Investment Strategies
UK Stocks Remain Attractive In 2026 – Edinburgh Investment Trust

At a media event in London last week, experts at Edinburgh Investment Trust discussed the macroeconomic environment, the outlook for 2026 and outlined top UK stock picks.
UK equities, which delivered a strong performance in 2025, are undervalued and very attractive, according to Imran Sattar, portfolio manager of the London-listed Edinburgh Investment Trust.
Sattar is more upbeat about the outlook for the UK stock market, which has one of the highest levels of non-domestic earnings of any market and attractive valuations, than the economy. He emphasised the higher global geopolitical risks, weaker UK employment with a 5.1 per cent unemployment rate, and the need to find stocks that can withstand the tougher environment.
The trust, managed by the Liontrust Global Fundamental team since 2020, focuses on investing in large caps, with a diversified portfolio of 40 to 50 listed UK stocks. It aims to exceed the total return on the FTSE All-Share Index and grow its dividend faster than UK inflation. It has shown strong performance over the past five years, outperforming the index. The trust currently trades at a 6.4 per cent discount to the net asset value. The gearing ratio of about 5 per cent makes the company’s share price performance relatively volatile, which could prove to be an asset rather than a liability.
Top 10 holdings include London-headquartered mining company Anglo American, a top five global copper producer. Copper demand is surging, driven by the green energy transition, electric vehicles and growth in artificial intelligence data centres; it is forecast to grow by over 40-50 per cent by 2040. Geneva-headquartered Swiss private bank Union Bancaire Privée has also increased its exposure to mining recently, highlighting the high demand for commodities such as copper. See here.
Another top holding for Sattar is Greggs, a UK vertically integrated food-to-go retailer, and the UK's Dunelm, a homeware chain. Sattar recently invested in London-headquartered RELX, an information and analytics multinational and AI beneficiary. He also invested in the London Stock Exchange Group and London-headquartered electricity and gas utility mutinational National Grid. Sattar has a large position in Nat West Bank, consumer healthcare company Heleon and multinational Unilever.
A number of investment managers are positive on UK equities in 2026. Global investment manager, Ninety One, for instance, believes that UK equities stand out for investors seeking diversification away from the US.

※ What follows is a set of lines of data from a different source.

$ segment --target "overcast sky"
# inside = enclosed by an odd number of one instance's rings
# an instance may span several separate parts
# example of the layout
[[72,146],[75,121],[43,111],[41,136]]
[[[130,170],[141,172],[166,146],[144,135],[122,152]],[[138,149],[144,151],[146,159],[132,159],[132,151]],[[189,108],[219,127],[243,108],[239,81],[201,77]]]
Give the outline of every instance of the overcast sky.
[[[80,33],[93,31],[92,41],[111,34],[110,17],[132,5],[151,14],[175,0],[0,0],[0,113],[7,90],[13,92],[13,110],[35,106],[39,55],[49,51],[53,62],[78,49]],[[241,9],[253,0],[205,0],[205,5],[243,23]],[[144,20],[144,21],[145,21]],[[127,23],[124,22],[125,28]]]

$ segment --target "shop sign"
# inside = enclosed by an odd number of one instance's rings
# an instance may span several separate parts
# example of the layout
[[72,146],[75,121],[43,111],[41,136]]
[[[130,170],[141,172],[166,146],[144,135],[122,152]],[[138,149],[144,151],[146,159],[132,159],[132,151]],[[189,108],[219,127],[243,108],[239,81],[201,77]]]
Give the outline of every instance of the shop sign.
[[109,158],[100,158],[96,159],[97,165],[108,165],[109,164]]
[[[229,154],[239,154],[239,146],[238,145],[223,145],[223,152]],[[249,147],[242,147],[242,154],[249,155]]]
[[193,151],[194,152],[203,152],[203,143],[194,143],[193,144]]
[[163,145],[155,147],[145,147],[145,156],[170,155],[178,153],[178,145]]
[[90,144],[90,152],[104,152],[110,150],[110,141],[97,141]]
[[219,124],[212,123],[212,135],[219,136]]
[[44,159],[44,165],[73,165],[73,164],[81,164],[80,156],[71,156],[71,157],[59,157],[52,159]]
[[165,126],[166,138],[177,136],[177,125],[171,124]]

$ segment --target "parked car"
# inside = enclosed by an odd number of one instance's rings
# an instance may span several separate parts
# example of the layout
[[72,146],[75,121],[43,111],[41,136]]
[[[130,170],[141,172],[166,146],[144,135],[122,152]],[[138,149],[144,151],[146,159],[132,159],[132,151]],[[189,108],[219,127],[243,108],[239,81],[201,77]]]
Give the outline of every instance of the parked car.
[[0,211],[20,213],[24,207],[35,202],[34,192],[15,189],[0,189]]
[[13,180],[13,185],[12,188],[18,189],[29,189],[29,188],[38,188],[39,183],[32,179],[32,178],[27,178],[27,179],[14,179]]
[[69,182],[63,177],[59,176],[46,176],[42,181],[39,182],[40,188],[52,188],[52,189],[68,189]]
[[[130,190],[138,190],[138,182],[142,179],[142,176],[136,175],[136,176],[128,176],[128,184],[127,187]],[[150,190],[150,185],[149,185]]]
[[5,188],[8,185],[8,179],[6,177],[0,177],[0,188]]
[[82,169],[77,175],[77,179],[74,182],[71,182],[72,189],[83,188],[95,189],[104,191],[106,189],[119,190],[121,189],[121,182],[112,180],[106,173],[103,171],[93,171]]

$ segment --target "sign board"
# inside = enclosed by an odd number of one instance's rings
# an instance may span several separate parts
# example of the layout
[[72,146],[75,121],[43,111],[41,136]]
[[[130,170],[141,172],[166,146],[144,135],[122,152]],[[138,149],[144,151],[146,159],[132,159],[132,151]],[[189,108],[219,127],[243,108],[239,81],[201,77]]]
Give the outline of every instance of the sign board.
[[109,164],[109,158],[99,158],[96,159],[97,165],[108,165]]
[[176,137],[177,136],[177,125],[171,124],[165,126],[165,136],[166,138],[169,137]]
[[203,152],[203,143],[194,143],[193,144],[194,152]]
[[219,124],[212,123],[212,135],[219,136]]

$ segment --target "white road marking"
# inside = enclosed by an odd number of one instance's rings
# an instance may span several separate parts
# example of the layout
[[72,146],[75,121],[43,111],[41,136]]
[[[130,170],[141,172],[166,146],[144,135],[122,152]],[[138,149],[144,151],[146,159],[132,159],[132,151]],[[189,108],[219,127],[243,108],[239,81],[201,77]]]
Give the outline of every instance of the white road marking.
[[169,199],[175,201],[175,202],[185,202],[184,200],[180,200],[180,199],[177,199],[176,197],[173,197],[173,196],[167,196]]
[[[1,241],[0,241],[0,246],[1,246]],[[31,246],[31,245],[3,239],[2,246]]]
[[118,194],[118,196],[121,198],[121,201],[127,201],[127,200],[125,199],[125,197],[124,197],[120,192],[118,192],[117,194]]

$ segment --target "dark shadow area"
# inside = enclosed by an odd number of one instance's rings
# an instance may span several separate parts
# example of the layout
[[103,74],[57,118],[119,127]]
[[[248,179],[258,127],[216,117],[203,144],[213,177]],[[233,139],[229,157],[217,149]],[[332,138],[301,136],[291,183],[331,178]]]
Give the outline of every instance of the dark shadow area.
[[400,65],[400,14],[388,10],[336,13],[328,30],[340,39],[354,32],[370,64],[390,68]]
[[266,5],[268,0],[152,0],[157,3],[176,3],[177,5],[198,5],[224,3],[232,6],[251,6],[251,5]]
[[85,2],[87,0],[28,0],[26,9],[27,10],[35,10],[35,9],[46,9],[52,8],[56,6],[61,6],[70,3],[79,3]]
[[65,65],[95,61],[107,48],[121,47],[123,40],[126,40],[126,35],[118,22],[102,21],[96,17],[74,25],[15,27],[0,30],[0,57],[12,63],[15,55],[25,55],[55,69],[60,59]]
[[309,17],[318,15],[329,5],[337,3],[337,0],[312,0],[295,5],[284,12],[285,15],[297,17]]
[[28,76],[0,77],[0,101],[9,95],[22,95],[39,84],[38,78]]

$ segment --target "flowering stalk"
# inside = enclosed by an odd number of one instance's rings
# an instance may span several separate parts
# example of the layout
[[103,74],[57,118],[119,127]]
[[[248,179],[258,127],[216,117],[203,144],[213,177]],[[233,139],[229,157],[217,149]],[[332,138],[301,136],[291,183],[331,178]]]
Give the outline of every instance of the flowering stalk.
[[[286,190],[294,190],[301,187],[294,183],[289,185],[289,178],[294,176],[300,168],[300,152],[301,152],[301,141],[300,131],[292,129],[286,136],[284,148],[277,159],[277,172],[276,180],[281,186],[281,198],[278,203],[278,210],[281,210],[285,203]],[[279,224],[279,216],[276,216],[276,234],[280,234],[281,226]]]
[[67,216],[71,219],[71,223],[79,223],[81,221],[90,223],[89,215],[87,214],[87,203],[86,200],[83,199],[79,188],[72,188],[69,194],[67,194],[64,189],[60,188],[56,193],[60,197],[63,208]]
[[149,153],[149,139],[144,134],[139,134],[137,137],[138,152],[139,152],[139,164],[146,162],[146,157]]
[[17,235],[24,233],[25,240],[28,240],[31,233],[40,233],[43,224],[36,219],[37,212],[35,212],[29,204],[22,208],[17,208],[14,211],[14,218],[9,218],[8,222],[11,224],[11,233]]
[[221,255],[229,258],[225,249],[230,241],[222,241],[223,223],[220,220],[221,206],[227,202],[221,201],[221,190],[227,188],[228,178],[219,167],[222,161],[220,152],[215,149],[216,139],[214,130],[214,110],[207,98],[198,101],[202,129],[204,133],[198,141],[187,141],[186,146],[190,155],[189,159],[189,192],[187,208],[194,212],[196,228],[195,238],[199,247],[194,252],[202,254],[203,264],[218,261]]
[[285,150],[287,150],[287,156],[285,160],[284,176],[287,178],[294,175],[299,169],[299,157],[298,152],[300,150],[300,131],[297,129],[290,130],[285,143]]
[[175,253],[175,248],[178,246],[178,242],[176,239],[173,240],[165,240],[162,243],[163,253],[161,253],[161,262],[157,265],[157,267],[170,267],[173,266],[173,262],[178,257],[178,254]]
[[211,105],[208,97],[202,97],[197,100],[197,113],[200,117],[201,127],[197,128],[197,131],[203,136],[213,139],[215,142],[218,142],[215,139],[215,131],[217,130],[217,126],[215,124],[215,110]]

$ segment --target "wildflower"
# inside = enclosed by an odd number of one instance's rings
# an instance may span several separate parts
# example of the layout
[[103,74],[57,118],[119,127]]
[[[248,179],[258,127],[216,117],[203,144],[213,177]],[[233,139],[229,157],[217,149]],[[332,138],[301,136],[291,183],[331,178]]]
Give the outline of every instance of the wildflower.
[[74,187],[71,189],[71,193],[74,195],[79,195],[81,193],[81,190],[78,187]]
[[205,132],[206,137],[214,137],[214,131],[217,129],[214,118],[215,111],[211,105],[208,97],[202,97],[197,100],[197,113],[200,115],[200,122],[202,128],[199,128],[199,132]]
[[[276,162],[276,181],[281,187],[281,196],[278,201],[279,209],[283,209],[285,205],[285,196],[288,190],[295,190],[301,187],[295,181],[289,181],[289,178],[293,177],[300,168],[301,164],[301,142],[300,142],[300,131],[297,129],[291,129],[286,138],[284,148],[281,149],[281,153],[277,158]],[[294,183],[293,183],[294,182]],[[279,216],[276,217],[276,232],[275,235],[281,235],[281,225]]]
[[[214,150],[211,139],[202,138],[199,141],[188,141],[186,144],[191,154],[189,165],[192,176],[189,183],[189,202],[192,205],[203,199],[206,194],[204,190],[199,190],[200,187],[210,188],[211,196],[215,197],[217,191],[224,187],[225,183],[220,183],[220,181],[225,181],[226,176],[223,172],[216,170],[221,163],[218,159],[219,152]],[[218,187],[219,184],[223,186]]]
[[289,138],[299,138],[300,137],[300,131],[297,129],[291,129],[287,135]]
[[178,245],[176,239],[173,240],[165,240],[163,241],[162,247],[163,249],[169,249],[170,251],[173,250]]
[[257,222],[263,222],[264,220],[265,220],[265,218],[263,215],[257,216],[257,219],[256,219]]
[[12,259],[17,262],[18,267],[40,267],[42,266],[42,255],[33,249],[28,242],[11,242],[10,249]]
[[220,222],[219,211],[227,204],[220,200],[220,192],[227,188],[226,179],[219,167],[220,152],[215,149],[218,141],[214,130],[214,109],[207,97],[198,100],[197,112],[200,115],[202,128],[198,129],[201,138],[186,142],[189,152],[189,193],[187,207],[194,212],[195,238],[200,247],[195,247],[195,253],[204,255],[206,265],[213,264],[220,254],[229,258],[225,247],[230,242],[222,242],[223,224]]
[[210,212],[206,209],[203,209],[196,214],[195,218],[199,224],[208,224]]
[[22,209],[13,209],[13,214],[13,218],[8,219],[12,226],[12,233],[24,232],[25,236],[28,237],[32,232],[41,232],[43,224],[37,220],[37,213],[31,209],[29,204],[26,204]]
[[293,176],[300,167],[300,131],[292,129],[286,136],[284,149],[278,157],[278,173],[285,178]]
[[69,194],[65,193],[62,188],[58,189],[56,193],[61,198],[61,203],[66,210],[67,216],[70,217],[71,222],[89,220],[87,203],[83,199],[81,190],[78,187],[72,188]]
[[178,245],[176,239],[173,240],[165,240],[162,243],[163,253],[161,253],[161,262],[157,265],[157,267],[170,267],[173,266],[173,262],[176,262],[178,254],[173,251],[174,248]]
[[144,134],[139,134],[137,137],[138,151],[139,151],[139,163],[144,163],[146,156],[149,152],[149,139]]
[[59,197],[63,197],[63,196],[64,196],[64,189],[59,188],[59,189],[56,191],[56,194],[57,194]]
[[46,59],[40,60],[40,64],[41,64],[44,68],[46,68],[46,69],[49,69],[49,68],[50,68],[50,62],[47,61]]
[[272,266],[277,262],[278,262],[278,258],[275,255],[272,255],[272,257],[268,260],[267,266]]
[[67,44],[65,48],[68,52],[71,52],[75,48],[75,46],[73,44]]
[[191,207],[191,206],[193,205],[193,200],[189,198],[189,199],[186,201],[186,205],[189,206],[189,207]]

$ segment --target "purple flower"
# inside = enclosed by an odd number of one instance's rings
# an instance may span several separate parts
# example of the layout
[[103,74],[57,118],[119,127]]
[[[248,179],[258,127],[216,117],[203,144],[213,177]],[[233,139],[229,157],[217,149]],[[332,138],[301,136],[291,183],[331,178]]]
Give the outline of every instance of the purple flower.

“The UK remains an attractive place to invest for those seeking an alternative to the concentrated US trade with its mix of well-run domestic businesses and global champions, both of which are trading at relatively low valuations. Even after a strong year, UK equities trade at a substantial discount to other major markets, even comparing sectors like-for-like,” Alessandro Dicorrado, value portfolio manager at Ninety One, said (see more here). While the US market continues to look expensive, the UK offers a broad and diverse opportunity set for bottom-up investors. Alec Cutler at Orbis Investments, is also overweight in UK equities.